The biggest question for Broadway in Chicago following its triumphant opening of the five-time Tony-awarded play, “War Horse,” is: why only three weeks?
The moniker “theatrical magic,” bestowed by the New York Times on 2011 Tony’s Best Play is perfect. If this production at Chicago’s Cadillac Palace Theatre doesn’t satisfy critics who clamor for “fresh” or “cutting edge,” they ought to find other work.
“War Horse,” is based on the novel by Michael Morpurgo and brought to cinematic life by Steven Spielberg. It’s a boy-loves-his-horse, dad-sells-boy’s-horse, underaged-boy-enters-army-to-find-and-save-horse tale set against the backdrop of a rural English village becoming embroiled in World War I. Find a full synopsis here.
With this sentimental story, the audience is exposed to the harsh realities of war, provided insight into familial and community relationships of early 1900s England and, ultimately treated to the love story of Albert, played by Andrew Veenstra, and his cherished horse Joey.

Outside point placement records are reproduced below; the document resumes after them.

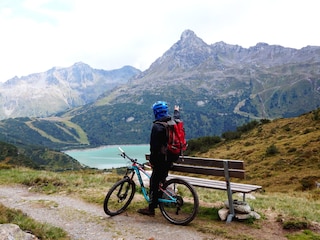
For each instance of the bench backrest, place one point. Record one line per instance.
(208, 166)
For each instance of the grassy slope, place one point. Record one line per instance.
(282, 155)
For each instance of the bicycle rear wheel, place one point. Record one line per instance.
(119, 196)
(185, 208)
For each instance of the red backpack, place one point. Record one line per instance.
(177, 142)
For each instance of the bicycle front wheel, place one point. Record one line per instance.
(185, 206)
(119, 197)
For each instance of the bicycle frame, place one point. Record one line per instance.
(137, 169)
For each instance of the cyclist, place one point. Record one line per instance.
(160, 159)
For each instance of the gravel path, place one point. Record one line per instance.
(88, 221)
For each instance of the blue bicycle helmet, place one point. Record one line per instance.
(160, 109)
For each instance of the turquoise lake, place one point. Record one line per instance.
(108, 157)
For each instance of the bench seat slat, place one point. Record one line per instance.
(207, 171)
(216, 184)
(210, 162)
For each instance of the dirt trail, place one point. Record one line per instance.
(88, 221)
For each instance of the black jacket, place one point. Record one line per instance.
(158, 140)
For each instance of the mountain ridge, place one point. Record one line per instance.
(217, 86)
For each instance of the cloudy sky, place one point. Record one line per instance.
(37, 35)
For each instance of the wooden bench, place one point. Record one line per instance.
(214, 167)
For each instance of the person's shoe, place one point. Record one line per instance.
(146, 211)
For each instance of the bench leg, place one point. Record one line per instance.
(229, 218)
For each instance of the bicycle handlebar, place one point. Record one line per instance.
(124, 155)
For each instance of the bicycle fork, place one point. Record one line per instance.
(171, 197)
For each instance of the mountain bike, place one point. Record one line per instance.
(178, 204)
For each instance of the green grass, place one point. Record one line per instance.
(295, 209)
(41, 230)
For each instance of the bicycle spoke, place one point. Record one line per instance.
(185, 207)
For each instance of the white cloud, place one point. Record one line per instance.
(37, 35)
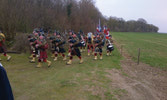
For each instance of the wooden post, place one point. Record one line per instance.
(138, 60)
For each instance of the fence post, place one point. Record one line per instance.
(138, 60)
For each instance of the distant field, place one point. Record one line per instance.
(87, 81)
(153, 46)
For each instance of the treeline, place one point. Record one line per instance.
(120, 25)
(25, 15)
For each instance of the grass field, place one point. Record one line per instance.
(153, 47)
(87, 81)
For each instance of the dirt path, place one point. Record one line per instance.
(142, 82)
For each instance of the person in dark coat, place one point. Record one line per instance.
(5, 88)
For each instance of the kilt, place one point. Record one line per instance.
(43, 55)
(76, 51)
(2, 49)
(110, 48)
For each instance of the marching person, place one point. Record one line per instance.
(43, 46)
(90, 39)
(52, 38)
(34, 49)
(98, 43)
(74, 44)
(59, 46)
(70, 37)
(109, 44)
(2, 46)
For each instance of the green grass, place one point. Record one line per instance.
(153, 47)
(87, 81)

All of this is made possible by puppet designers Adrian Kohler and Basil Jones, of South Africa’s Handspring Puppet Company. They are the magicians who mold cane, aluminum, carbon fiber glass, Tyvek and bicycle brake cables into the breathing, feeling beast audiences weep for.

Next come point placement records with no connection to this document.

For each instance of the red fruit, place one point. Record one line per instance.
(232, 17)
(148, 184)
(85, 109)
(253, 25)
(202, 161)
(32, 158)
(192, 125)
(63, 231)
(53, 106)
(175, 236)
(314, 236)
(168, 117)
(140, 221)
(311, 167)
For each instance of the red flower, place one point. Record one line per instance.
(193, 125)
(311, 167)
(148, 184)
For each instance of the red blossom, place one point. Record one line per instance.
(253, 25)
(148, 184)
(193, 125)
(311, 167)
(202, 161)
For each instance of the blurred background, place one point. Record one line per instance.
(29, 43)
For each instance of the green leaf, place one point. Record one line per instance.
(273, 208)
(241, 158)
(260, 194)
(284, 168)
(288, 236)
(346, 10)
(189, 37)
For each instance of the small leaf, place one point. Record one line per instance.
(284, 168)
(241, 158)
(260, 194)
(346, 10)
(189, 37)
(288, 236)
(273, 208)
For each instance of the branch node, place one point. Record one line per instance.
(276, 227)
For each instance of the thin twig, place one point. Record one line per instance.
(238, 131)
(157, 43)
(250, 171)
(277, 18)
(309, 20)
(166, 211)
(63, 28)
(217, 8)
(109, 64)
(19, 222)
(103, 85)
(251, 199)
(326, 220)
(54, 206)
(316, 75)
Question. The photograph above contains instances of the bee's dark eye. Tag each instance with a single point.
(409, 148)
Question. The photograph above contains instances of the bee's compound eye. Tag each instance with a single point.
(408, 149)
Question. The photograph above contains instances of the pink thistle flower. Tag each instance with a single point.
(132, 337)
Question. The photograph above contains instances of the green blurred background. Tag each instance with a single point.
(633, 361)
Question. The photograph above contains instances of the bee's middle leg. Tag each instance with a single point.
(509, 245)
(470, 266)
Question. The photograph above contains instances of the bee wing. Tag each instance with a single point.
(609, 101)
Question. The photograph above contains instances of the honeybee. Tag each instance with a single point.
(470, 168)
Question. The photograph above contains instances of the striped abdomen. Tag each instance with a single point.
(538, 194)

And while the ultra-professional ensemble cast to be expected of a national touring company is exemplary and pitch-perfect, the onstage puppeteers take the final bow. It takes some getting used to watching actors manipulate the horses, birds and barnyard animals (including one hilarious rolling goose). But the best advice to incoming patrons is, prepare to suspend disbelief generously.
When that happens, puppeteers morph from machinists to life-givers, becoming not only the voices, but soulful extensions of the creatures entrusted to their care.
It’s this emotional, almost divine, connection between humans and animals that joins story and presentation to make “War Horse” must-see theater.
So why is it only in Chicago for three weeks?